The comments may or may not have been directed at Gill, but there’s no hiding from the fact that the youngster has been part of the problem. McCullum singling out Prithvi Shaw’s knock and intent as the perfect template for KKR to replicate further hints he isn’t too happy with Gill and Nitish Rana and the lethargic starts in the powerplay.
But Gill isn’t KKR’s biggest problem, and if he occupies the first page of McCullum’s infamous notebook, that’s a result of decisions made in the last couple of seasons when they entrusted a youngster with more than he could be expected to handle on his own.
KKR’s line-up currently is set up in such a way that their big-hitters are all likely to bat in the second half of the innings. This is particularly true in the last two seasons with Chris Lynn released and Sunil Narine, whose batting weaknesses teams have now figured out, moving back down the order.
While Rana and Rahul Tripathi are good players, they offer a range similar to that of Gill in many respects; that top-order is rather one-dimensional on the aggression scale. Gill is arguably the most versatile of the lot in terms of talent, showcasing an ability to take down spin and pace in his inaugural season in the IPL.
Gill’s role has changed, or he believes it has, since he moved up the order. Last season he made it clear that he was looking to bat deep irrespective of how the rest of the team is set up.
“I don’t think [Lynn’s exit] will really change my batting mindset,” Gill said last season. “My role will be the same as what I did at the end of last season when I was opening… To guide the whole innings till the end. That would be my role if I open and neither will it change if I open with a conventional batsman or a Narine.”

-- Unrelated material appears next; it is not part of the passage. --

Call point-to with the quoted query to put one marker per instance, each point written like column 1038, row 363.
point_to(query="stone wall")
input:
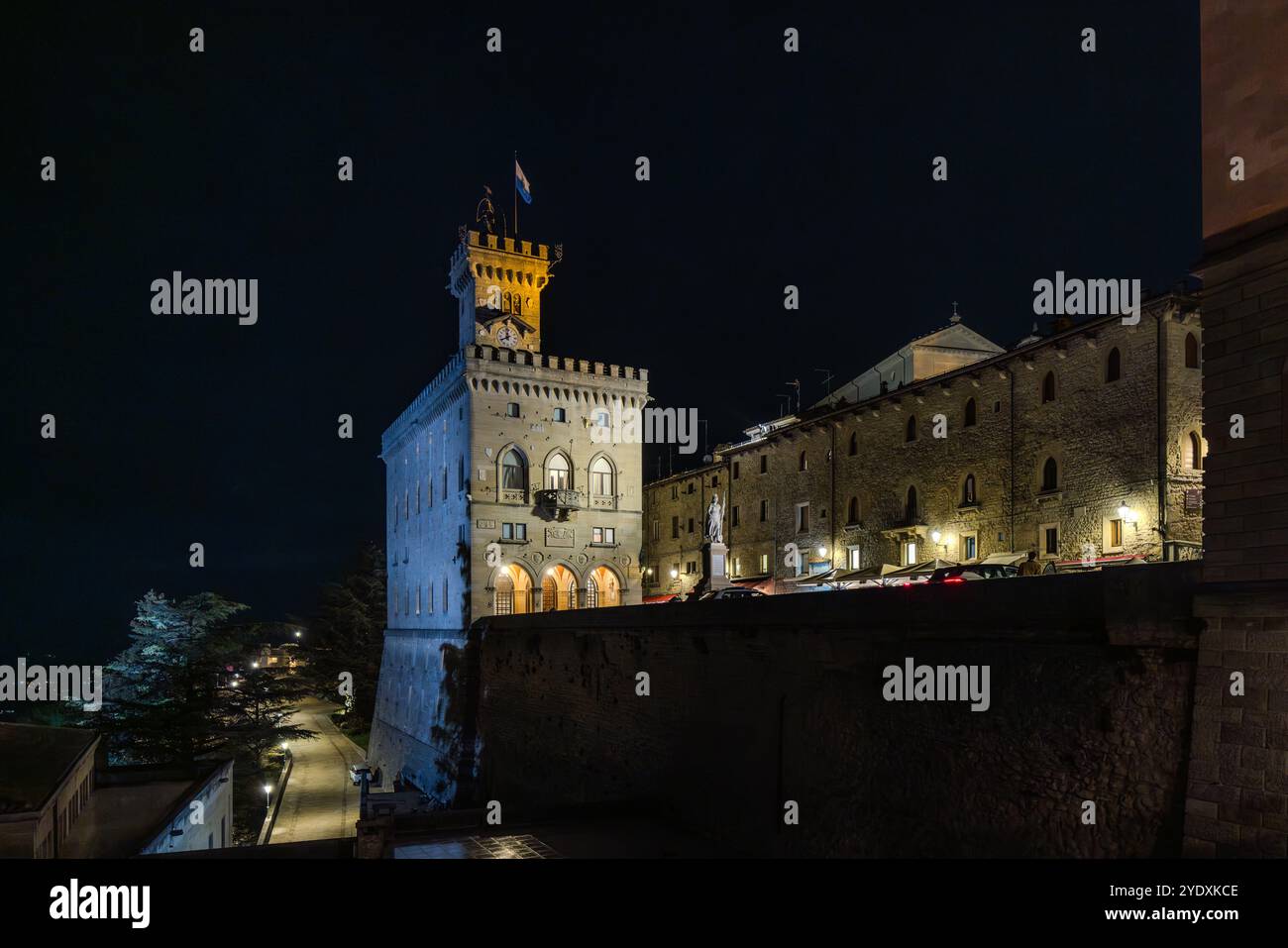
column 1115, row 442
column 755, row 703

— KolkataKnightRiders (@KKRiders) April 23, 2021
That thinking contradicts his own statement where he said playing situations matter more than strike-rate. In this case, the requirement is to play with a higher strike-rate, something Gill hasn’t been doing, but it’s not on him. It’s down to the management for not fixing what’s evidently not working.
If Gill’s role is batting deep, they should have bought an aggressor who can bat at the top in the auctions earlier this year. At 21, riding on a high after the Australia and England series with India where he was in a protected cocoon surrounded by superstar batsmen, Gill walked straight into the KKR setup this year where he was expected to be the anchor and aggressor, all in one, in a top-order where he is asked to replicate the David Warner role at Sunrisers Hyderabad.
However, Gill has no Bairstow alongside him and asking him to set up the platform for the likes of Eoin Morgan, Dinesh Karthik and Andre Russell, with no support cast around him, is too much load to take up for someone still finding his feet in big league cricket.
There’s no instant fix-all solution given how KKR messed up at the auction, but what they should do is to handle the Gill situation delicately. Further dents to his confidence are the last thing KKR need and playing him upfront or benching him could both do that to him.
Instead, they could move him to a familiar role in the middle-order with Tripathi and Rana batting at the top. The cushion right beneath him, in the form of Russell, could free up Gill. KKR have a superstar in their hands and instead of piling on the pressure on him for their own fallacies, the franchise could do with a more tempered approach.